Part of the problem is that he still sees himself as the unattractive pudgy boy he was back in Harrow. In fact he’s always assumed that Henry rejected him as much for that reason as for his fear of being seen as gay. He approaches all his adult relationships in much the same way. He assumes that everyone who looks askance at him is judging him for his low rank (he is merely a baronet), because they guess he might be gay, or for some other perceived social ill. The fact is that, as my own partner says, chances are no one is thinking about him at all. So much of his assumptions about other people’s judgment prove simply to be wrong and were in fact because of a fault in their own stars.

Sam is living in London now and is very wealthy. His sisters, married or widowed, live in London too except for his youngest sister, Flor, who has just come for her season and to be chosen by a promising suitor. She seems at first unlikely to go for the run-of-the-mill ne’er-do-well, but young Elliott Evers, mercenary to the core, convinces her that he wants to marry her. In the meantime Sam accidentally runs into Viscount Darnish, a perfect specimen whom Sam has lusted after for years in the all-male floor of a brothel. Now Sam knows that Darnish is, like him, a lover of men. His lack of self-confidence keeps him from telling Darnish of their similarity. Darnish spends a painful period of time worrying about Sam, whether he will reveal his nature to others, and trying to understand why Sam is such a decent guy. That whole sequence is almost painful to behold. But Sam turns to Darnish, who is now his lover, when Evers elopes with Flor.

In the meantime an old buddy of Darnish’s, Michael Sills, sets Evers to blackmail Sam into no longer spending time with Darnish. In fact, he may not even talk to him. Sam cuts Darnish dead, breaking his heart quite thoroughly. But Darnish turns to Henry, Sam’s old schoolboy crush, to ask him to speak to Sam to find out what’s going on. Sam shows up in Henry’s house about twenty minutes later, and Henry and his partner figure out that they need to get these two together to find out what to do about Evers. The rest of this storyline is quite satisfying.

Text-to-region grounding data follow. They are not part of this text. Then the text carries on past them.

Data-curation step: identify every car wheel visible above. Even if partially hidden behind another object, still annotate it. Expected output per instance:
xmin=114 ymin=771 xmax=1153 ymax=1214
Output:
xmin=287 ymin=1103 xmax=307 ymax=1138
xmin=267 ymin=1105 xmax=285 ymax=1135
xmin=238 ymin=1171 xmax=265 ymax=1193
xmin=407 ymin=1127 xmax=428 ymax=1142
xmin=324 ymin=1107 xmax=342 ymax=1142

The faults I found in this book have to do with how the story is plotted. At one point Henry, his lover, Sam, and Darnish all admit that they don’t know a lot of other gay men in London. This seems rather unlikely since at least two of them knew about the male floor at the brothel. The only reason for this bit of information is uncertain, perhaps only to keep the tale of Victorian Uranians to a minimum. The whole story with Evers has its weak points but is generally acceptable. I also just don’t understand the title.

This is the second volume of a two-volume set, the first book concerning Henry and his partner, but I hope there will be a third because there is just way too much mystery around Julian Garrett.